Molto stupore ha suscitato la sentenza d’Appello che ha riconosciuto il marchio di mafiosità all’associazione criminale facente capo al duo Buzzi- Carminati. Tra i motivi di sorpresa vi è l’apparente incongruenza per cui pur riconoscendo il massimo di pericolosità come definizione del reato ad esso si è accompagnata una robusta diminuzione delle pene. Laddove in primo grado decenni di carcere erano stati salutati da scene di giubilo calcistico tra i destinatari, in appello il taglio delle pene, anche robusto come i 6 anni in meno a Carminati, ha suscitato rabbiose reazioni. Mafia capitale: ritorna la giurisprudenza di scopo

L’apparente stranezza trova spiegazione nel ricorso alle vecchie sanzioni previste per il 416 bis prima del 2015, in qualche assoluzione dai reati minori e dalla concessione “a pioggia” delle attenuanti generiche totalmente negate in primo grado.

In questo scenario il rovesciamento della decisione in tema di qualificazione mafiosa, paradossalmente è l’aspetto meno sorprendente perché gli addetti ai lavori sanno che da diverso tempo prima nelle commissioni parlamentari e poi nelle aule di Cassazione è in corso una “ rivoluzione silenziosa” nata da una serie di analisi sociologiche ( i libri di Rocco Sciarrone sulle “Mafie del Nord” e di Vittorio Martone su “Le mafie di mezzo”) tradotte poi nel linguaggio del diritto da una tenace battaglia di alcuni magistrati ( il procuratore di Roma Giuseppe Pignatone e l’ex Procuratore Nazionale Anti- Mafia Franco Roberti oggi inopinatamente sbarcato nella giunta regionale del governatore campano De Luca) e soprattutto da alcune pronunce della Suprema Corte di Cassazione.
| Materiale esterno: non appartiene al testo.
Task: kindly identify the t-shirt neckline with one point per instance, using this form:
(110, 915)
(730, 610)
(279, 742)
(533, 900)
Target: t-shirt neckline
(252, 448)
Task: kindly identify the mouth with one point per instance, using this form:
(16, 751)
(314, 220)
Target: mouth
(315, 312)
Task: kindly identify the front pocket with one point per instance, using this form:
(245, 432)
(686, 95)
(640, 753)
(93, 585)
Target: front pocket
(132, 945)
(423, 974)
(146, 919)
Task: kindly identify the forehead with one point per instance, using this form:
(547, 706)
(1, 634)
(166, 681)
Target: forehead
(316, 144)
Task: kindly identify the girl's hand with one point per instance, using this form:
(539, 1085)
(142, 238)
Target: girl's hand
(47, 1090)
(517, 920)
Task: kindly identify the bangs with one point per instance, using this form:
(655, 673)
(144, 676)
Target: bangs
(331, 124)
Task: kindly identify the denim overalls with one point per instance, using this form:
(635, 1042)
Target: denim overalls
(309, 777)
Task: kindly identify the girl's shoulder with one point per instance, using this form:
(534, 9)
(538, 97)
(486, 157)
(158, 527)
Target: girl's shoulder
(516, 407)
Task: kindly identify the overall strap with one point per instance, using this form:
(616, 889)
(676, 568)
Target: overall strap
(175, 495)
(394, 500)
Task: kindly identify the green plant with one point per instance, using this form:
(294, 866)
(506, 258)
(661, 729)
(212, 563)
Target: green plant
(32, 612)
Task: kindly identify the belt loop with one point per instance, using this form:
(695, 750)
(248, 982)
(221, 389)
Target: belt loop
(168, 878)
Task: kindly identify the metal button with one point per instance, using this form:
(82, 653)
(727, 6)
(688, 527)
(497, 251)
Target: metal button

Il “nuovo modello di Mafia” è un’organizzazione leggera che può consistere di piccoli gruppi, non legata al controllo del territorio e non abbisognevole di manifestare la propria violenza intimidatrice in quanto perfettamente omogenea e solubile nella società civile che la circonda di suo predisposta alla corruzione ed alla connivenza E così “… la permeabilità del contesto sociale all’uso strumentale dell’intimidazione mafiosa è una variabile fortemente condizionata dal più o meno spiccato senso civico e dallo sviluppo di un adeguato livello di legalità che portano ad un inevitabile scollamento tra l’obiettiva espressione intimidatoria dell’associazione e l’effettiva penetrazione sociale, sicchè il postulato di una necessaria incisione della realtà in termini macroscopici non appare rispondente ai parametri di concreta offensività della fattispecie» ( Sez. 2, n. 24851 del 04/ 04/ 2017, Garcea e altri, Rv. 270442).

Al netto del linguaggio criptico il concetto è perfettamente sovrapponibile al più rozzo “pensiero” di Alfonso Bonafede: la corruzione permea ampi strati della società cosi da rendere inutile la violenza e l’intimidazione, specchiandosi le componenti criminali e sociali l’una nell’altra.

Lo “stigma” mafioso funge dunque da Daspo giudiziario, perchè alla pena non eccessiva ( in quanto commisurata ad una pericolosità “debole”) si sostituisce con ben maggiore efficacia il complesso delle preclusioni e delle misure di sicurezza per pervenire alla “sanzione sociale” della esclusione dal mondo produttivo dal colpevole. Appunto, “chi sbaglia paga”.

Si sta celebrando dunque tra settori della Magistratura e della politica al governo una saldatura motivata dalla esigenza di bonifica dalla corruzione. Eppure non sono passati che pochi mesi da quando la Corte Costituzionale ha ribadito la sua ferma contrarietà alla “Giurisprudenza di scopo” ed al ruolo del giudice come argine sociale contro i fenomeni criminali. Il rischio, osserva la Consulta di causare la perdita della necessaria terzietà e va aggiunto l’elevata probabilità di conflitti politici di cui i contrasti con la Lega di Salvini possono essere un’avvisaglia.